Gone from Natchez for 20 years and living in Chicago, Dudley took early retirement and moved back into the old farmhouse so she could care for her father.
“Daddy called it his pondering nook,” Dudley said of the gardens she planted about the house.
One day, Dudley said she decided she wanted to add herbs to the family property.
It only took her a few hours.
“I read in Southern Living where you could make an herb garden almost instantly,” Dudley said.
Next to the house’s carport, Dudley squared off a small plot of land and laid down a few bags of soil.
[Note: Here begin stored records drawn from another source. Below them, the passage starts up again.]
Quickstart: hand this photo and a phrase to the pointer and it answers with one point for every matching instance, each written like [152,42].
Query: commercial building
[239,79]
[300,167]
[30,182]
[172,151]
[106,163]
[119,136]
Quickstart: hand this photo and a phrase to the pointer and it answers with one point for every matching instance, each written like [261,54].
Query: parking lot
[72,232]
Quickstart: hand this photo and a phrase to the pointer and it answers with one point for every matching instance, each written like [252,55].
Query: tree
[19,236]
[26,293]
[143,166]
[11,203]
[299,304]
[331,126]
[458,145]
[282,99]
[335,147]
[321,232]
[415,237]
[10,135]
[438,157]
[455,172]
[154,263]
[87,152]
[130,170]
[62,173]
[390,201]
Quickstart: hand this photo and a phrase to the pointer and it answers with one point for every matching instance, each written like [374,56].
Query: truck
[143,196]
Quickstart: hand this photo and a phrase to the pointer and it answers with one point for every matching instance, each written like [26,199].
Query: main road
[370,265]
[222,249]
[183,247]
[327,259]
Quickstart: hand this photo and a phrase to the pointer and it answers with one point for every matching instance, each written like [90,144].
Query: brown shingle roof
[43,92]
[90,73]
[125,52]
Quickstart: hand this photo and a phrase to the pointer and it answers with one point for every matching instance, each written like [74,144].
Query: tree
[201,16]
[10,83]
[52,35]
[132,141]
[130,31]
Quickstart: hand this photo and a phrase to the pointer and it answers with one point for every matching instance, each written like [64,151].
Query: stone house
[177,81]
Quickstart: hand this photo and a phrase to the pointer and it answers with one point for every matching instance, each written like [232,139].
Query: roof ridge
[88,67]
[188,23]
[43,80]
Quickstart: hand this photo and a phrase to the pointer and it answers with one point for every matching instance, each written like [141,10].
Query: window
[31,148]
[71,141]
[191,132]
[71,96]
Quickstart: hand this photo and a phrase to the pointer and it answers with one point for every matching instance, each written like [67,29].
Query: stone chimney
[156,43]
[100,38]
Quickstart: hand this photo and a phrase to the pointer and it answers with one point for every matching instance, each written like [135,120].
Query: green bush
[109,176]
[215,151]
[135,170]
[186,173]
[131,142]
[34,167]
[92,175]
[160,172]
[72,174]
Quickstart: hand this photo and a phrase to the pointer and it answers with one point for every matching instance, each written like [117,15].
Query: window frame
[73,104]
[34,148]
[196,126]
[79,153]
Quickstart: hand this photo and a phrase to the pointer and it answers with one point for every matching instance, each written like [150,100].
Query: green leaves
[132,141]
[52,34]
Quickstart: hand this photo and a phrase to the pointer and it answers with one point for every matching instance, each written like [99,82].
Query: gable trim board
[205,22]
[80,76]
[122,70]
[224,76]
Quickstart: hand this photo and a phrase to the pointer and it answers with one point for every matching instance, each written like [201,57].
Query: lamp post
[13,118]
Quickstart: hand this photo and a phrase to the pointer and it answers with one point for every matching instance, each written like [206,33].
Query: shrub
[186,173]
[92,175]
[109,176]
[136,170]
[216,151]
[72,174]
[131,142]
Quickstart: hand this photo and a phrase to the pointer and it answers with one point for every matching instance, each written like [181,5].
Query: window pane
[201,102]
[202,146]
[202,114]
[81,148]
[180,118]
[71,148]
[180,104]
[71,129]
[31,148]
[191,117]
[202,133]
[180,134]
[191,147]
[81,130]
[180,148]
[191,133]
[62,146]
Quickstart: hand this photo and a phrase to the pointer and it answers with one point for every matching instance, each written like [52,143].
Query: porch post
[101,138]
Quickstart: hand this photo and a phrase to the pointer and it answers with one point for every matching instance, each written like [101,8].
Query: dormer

Then, she cut openings in the bags and inserted some parsley, thyme, mint and other herbs — layering the bed with rubber mulch as she did so.
“Daddy watched me do the whole thing,” Dudley said with fondness.
Five years later, those same bags of soil still produce fragrant herbs and remind Dudley of a beautiful day she spent with her late father.
“It’s a lot easier than you think,” Dudley said of growing herbs. “You don’t need a green thumb to do this.”
Once the herbs are planted, Dudley said their only requirement is water and some sun.
“The growing comes easy,” she said.
A Mississippi Master Gardener, Dudley said her favorite thing to do with her herbs is to share them with friends through infusing them in recipes — like cream cheese dip with chives, or soup seasoned with fennel.
Dudley’s friend Colleen Wilkins agrees.
“We share a lot of recipes,” said Wilkins, who is also a Master Gardener and boasts an herb garden of her own.
Wilkins recently used fresh basil from her garden as a garnish in a tomato tart.
It was the first dish to go at a party she attended.
“The herbs make it,” Wilkins said of some of her favorite summer dishes.
Wilkins gave Dudley one of her favorite cooking tips — which involves herbs, of course.
To preserve the herb flavoring, Wilkins likes to mix crushed herbs — often parsley or basil — with oils.
Then, she pours the mixture into an ice cube tray for later use.
“It makes cooking so easy, because you just take the cubes out, let them thaw, then pour them on to whatever you’re making,” Wilkins said.
For the best results, Dudley recommends cutting, or “pruning,” herb plants each year so they grow back stronger.
If you don’t prune, Dudley said some herbs become like pesky kudzu.
“The rosemary, it’s just taken up the garden,” Dudley said with a laugh.
But both Dudley and Wilkins said compared to all other plants — herbs are probably the easiest and most delicious garden accent.
“Why buy herbs from the supermarket when you can have them fresh?” Dudley said. “For me, there’s just no other option.”